Spuzzum: Fraser Canyon Histories, 1808-1939
Description
Contains Photos, Maps, Bibliography, Index
$75.00
ISBN 0-7748-0666-4
DDC 971.1'37
Publisher
Year
Contributor
Kerry Abel is a professor of history at Carleton University. She is the author of Drum Songs: Glimpses of Dene History, co-editor of Aboriginal Resource Use in Canada: Historical and Legal Aspects, and co-editor of Northern Visions: New Perspectives on the North in Canadian History.
Review
In the last decade, there has been considerable debate over the writing
of Native peoples’ history. There are those who argue that non-Natives
who write such histories are engaging in theft or cultural
appropriation; at the other extreme are those who dismiss this argument
out of hand. This book takes a position somewhere in between. Its
primary author, a non-Native ethnologist at the Canadian Museum of
Civilization, attempts to tell aboriginal stories “in terms that would
have made sense to [Native peoples]” rather than in the terms of
academic anthropology.
The Nlaka’pamux people of Spuzzum, British Columbia, might be better
known to readers as the Thompsons of the Fraser River. In spite of its
title, this book is not history in the traditional sense, but rather a
series of glimpses into the culture and life experiences of a community.
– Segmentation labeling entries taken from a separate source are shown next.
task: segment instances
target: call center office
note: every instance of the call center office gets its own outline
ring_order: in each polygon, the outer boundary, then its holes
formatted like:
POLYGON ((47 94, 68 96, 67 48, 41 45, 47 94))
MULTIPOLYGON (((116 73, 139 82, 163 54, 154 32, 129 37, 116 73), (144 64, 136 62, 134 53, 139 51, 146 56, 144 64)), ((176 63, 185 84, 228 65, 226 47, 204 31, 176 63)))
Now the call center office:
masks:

Fishing and other resource use, religious ideas, family structure, the
impact of the 1858 gold rush, missionaries, railway construction, and
changing patterns of land ownership are all part of the story. The book
concludes with an essay that deals with understanding the past in a
cross-cultural context.
The text is lucid and jargon-free, and the photographs interesting and
well placed. However, the use of a specialized orthography to render
names in the Nlaka’pamux language is often confusing. The author does
not explain why she has adopted this particular system or what the
Nlaka’pamux people themselves think of it. Those who want their
history to have a narrative structure will be frustrated by the book’s
episodic organization. Nevertheless, Spuzzum will certainly be of
interest to anthropologists, local historians, and specialists who have
been following the debate on the writing of Native history.